The World Bank has downgraded its growth projections for Southeast Asia, due to “multiple shocks” in the global economy, including the war in Ukraine. In its latest economic outlook for the East Asia and the Pacific, released yesterday, the World Bank forecast region-wide growth of 5 percent this year, down from a forecast of 5.4 percent in its last outlook in October. Its “low case” scenario foresees growth dipping to 4 percent in 2022.
“Just as the economies of East Asia and the Pacific were recovering from the pandemic-induced shock, the war in Ukraine is weighing on growth momentum,” Manuela Ferro, the World Bank’s vice president for East Asia and Pacific, said in a statement accompanying the report’s release.
The report forecasts slower growth and rising poverty in the Asia-Pacific region this year due to three interrelated shocks: monetary tightening in the United States, designed to tame a spike in inflation; slowing growth in China; and the aftershocks of the war in Ukraine.
“These shocks are likely to magnify existing post-COVID difficulties,” it states.

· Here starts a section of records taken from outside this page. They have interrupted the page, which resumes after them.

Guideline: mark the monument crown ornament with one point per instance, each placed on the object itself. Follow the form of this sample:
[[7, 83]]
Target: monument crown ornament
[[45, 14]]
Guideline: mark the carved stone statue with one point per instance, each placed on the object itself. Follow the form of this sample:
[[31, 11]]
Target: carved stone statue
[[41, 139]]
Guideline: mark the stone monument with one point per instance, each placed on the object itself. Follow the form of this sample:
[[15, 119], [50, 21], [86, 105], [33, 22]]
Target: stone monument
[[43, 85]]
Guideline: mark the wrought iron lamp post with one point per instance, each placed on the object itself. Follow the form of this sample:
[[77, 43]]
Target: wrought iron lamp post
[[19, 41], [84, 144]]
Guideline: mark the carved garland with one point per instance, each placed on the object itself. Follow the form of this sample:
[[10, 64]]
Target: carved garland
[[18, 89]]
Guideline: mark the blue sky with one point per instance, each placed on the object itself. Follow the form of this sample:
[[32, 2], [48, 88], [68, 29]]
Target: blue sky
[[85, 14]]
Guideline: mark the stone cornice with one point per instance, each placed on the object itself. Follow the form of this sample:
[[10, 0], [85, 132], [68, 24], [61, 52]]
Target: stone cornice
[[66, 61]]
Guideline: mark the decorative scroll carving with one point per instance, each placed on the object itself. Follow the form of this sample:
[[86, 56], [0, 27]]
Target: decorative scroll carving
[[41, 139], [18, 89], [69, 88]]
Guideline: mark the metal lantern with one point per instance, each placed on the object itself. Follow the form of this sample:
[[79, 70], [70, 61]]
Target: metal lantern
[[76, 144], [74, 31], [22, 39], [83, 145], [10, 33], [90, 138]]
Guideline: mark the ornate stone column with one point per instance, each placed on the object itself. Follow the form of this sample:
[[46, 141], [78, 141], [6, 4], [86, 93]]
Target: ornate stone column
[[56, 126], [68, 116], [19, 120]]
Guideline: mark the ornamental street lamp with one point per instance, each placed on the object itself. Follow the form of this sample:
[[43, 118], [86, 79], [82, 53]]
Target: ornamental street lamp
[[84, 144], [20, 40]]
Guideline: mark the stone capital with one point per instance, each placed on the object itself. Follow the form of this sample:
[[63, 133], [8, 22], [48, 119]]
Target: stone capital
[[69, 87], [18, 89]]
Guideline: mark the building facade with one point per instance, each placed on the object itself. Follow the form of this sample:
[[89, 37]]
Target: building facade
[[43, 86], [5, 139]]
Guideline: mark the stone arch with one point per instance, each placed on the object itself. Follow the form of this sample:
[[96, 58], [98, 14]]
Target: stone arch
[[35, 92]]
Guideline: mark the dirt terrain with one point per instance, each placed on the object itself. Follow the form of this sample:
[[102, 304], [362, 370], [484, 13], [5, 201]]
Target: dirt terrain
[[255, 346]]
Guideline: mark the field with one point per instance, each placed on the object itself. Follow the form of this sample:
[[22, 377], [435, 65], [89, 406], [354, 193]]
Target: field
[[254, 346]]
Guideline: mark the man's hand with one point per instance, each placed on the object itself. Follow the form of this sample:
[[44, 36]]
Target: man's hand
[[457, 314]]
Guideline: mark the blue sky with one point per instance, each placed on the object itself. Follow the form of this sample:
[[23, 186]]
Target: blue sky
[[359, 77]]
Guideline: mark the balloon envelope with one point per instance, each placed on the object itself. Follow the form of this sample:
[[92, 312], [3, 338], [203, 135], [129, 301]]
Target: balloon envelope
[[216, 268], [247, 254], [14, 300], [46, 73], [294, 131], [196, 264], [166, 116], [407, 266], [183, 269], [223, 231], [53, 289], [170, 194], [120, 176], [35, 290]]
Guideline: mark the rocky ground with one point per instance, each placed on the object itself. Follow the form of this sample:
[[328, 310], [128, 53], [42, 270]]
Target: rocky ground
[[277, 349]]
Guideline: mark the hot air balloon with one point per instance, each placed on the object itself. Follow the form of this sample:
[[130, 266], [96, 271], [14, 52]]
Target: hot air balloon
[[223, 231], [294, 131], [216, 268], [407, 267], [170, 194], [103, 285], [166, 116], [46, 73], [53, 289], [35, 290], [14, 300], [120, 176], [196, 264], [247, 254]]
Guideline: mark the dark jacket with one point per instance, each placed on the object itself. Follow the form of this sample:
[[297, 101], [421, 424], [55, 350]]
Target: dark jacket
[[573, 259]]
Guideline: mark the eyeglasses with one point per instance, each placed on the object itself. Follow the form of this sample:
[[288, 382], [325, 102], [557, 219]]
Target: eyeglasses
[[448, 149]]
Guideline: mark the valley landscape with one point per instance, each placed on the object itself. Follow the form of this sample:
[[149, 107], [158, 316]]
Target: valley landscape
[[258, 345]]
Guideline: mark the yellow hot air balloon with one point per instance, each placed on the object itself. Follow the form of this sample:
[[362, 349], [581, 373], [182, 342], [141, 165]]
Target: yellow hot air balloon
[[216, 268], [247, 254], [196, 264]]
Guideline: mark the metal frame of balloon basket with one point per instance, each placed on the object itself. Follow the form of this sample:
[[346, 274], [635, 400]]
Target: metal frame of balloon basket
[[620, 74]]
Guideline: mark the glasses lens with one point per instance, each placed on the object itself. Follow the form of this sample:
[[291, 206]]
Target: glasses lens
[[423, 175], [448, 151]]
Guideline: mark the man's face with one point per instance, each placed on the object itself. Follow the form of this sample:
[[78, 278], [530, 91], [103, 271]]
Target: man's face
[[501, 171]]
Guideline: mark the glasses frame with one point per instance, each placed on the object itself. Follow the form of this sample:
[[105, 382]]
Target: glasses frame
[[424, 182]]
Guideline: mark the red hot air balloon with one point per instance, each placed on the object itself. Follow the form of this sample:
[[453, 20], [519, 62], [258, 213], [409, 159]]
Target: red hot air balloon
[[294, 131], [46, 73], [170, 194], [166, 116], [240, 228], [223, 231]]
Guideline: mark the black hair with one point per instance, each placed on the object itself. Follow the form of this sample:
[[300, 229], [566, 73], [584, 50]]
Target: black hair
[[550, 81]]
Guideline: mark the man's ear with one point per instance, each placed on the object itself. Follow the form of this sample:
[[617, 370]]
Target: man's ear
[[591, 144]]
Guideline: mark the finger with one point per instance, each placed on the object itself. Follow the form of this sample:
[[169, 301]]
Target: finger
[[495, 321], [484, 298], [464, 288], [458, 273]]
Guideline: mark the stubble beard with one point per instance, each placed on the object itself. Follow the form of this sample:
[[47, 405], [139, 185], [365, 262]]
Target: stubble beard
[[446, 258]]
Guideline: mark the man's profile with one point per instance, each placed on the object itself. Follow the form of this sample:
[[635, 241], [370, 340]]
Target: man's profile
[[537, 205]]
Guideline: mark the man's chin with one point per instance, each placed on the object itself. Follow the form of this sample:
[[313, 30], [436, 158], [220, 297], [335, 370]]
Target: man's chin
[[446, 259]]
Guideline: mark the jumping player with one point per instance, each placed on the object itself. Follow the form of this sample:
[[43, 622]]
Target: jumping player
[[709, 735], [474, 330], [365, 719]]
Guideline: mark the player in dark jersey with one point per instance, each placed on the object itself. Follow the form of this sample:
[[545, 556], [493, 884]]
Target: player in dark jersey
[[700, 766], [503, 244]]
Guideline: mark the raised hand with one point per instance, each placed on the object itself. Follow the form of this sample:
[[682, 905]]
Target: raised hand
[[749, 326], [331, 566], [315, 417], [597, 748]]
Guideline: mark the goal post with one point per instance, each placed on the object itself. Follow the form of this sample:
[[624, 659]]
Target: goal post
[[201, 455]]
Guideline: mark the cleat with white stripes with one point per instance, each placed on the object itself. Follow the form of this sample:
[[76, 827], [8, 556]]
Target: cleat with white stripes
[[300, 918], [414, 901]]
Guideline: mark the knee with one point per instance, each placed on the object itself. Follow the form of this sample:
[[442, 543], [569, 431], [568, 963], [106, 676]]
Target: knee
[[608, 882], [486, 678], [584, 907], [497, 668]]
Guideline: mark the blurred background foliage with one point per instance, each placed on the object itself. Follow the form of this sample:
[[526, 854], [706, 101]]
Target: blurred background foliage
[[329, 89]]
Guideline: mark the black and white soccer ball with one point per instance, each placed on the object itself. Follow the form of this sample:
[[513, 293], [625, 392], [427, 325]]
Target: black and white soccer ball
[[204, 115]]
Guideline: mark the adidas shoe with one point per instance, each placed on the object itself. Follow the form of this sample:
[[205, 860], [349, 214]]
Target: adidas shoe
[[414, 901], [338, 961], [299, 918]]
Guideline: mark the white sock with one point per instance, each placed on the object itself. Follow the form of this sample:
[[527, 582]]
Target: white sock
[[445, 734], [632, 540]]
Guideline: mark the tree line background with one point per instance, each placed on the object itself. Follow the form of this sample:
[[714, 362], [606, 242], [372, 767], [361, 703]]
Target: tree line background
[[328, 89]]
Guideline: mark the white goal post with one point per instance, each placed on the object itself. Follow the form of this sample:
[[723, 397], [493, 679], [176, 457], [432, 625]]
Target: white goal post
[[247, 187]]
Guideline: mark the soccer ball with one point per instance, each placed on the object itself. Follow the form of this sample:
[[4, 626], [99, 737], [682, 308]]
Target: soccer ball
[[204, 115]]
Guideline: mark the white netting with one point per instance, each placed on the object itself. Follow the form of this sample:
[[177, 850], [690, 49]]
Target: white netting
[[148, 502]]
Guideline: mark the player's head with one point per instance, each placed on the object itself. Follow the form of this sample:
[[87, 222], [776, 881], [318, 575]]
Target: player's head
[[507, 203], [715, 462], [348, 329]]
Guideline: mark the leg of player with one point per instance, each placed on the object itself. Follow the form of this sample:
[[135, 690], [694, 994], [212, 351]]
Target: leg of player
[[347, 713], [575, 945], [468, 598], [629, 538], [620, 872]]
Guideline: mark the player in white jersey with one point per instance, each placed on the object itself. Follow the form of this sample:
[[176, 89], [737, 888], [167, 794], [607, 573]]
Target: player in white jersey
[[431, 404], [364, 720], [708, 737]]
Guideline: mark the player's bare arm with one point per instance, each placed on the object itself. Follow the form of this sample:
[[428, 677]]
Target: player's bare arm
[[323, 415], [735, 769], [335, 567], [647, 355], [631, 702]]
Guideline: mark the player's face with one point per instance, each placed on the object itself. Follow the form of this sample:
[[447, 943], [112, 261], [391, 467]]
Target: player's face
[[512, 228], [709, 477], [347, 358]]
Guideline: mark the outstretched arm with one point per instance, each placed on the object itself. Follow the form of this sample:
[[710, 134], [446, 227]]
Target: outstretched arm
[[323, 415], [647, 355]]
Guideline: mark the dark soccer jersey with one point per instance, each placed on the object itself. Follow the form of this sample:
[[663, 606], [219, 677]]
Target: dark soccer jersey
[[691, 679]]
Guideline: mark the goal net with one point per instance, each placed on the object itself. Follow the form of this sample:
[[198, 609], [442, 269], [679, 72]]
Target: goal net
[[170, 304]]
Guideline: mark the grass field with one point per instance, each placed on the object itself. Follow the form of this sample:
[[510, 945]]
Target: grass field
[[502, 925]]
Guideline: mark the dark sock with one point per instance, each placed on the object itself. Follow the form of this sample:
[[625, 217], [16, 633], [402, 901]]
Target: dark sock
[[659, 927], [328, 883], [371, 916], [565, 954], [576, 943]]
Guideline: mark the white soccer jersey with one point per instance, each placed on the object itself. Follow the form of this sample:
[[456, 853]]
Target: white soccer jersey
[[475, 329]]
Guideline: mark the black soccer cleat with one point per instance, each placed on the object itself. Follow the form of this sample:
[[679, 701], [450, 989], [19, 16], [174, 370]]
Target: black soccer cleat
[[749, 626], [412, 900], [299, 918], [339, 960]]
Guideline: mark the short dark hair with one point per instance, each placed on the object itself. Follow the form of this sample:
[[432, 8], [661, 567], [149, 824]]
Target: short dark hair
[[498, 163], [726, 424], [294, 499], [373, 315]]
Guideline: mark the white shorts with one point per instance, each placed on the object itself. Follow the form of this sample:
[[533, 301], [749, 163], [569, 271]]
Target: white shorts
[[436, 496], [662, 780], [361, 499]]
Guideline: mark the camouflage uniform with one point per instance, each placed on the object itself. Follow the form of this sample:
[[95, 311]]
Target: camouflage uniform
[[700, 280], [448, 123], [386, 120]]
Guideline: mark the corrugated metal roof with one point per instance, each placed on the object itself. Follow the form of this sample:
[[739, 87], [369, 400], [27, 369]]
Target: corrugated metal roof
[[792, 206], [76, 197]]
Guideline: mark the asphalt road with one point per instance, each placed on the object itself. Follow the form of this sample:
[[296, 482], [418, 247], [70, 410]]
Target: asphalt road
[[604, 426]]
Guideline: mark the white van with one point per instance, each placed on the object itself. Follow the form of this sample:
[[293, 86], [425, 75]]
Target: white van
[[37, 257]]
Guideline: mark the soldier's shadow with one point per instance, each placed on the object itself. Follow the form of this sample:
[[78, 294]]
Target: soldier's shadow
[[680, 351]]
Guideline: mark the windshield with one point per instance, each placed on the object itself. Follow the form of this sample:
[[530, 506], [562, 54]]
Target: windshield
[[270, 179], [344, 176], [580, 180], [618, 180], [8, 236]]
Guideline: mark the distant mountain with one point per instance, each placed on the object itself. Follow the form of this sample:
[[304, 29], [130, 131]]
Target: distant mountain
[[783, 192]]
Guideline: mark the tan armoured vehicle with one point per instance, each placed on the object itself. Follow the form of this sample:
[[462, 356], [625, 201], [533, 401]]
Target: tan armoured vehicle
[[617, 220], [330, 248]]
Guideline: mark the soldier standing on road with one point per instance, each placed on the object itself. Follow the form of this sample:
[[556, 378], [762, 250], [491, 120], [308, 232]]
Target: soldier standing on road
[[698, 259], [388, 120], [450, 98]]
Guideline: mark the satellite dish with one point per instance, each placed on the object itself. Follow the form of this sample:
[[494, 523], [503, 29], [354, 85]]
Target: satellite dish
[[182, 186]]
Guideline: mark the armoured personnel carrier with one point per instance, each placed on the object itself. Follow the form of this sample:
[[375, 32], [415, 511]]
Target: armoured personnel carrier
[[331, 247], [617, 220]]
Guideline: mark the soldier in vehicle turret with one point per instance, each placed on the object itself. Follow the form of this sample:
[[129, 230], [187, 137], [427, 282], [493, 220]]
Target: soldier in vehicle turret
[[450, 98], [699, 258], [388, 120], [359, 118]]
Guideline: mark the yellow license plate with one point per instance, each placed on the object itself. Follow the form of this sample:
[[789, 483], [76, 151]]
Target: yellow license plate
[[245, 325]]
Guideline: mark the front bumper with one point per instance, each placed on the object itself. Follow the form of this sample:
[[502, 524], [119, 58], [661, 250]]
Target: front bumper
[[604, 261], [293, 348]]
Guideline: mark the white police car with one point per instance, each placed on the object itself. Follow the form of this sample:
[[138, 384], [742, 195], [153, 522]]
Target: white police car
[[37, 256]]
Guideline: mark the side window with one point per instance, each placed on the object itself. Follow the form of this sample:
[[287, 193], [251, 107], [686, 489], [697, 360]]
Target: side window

Struggling regional firms, more than 50 percent of which reported payment arrears in 2021, will be hit by new supply and demand shocks. Households, whose 8 million members fell back into poverty during the pandemic, will see real incomes shrink even further as prices soar.” At the same time, it added, indebted governments, who have taken on addition debt during the COVID-19 pandemic, will “struggle to provide economic support” to those who most need it.
All of these impacts will be felt in Southeast Asia, to varying extents. According to the World Bank, the nations that will see the largest growth in 2022 are the Philippines (5.7 percent, down 0.1 percent from October), Malaysia (5.5 percent, down 0.3 percent), and Vietnam (5.3 percent, down 1.2 percent), and Indonesia (5.1 percent, down 0.1 percent). These are followed by Laos, which is projected to grow by 3.8 percent in 2022, 0.7 percent less than October’s projection, and Cambodia (4.5 percent), whose growth remains steady from the World Bank’s last outlook.
Coming a fair way behind these nations is Thailand, where Chinese “zero COVID” policies and Russian sanctions have slowed recovery of the pivotal tourist industry from the pandemic recession. The World Bank predicts the Thai economy to grow by 2.9 percent in 2022, down by 0.7 percent from its earlier projection. Meanwhile, Myanmar’s economy is expected to grow by an anemic 1 percent in 2022, following a colossal 18 percent contraction in 2021 due to the military coup and ensuing crisis. (The World Bank did not make a projection for Myanmar in its October outlook, due to the uncertain political situation.) Aside from Myanmar, the worst performing Southeast Asian nations will be Timor-Leste, which is projected to grow by just 2.4 percent in 2022, 1.3 percent less than the Bank’s October projection.
The World Bank report details the concrete impact that rising prices in particular could have on the poor of the region. While the region’s direct dependence on Russia and Ukraine for imports and exports of goods, services, and capital, is limited, “the war and sanctions are likely to increase international prices of food and fuel, hurting consumers and growth.”
It estimates that a 10 percent rise in cereal prices over the course of the year could increase the number of poor in the Philippines by 1 percentage point. Similarly, a 10 percent fuel increase in 2022 could lead to a reduction in national income of 0.7 percent in commodity importing nations like Cambodia and Thailand.
How hard countries are impacted could reflect the degree of their reliance on short term capital flows, which could be impacted by a potential monetary tightening in the United States, as well as the degree of reliance on trade with China. When it comes to rising international prices triggered by the war in Ukraine, commodity exporters, like Indonesia and Malaysia, may absorb this with less difficulty than commodity importers. But given the febrile state of play in Ukraine, there is every likelihood that the World Bank may end up revising these numbers downward again in six months’ time.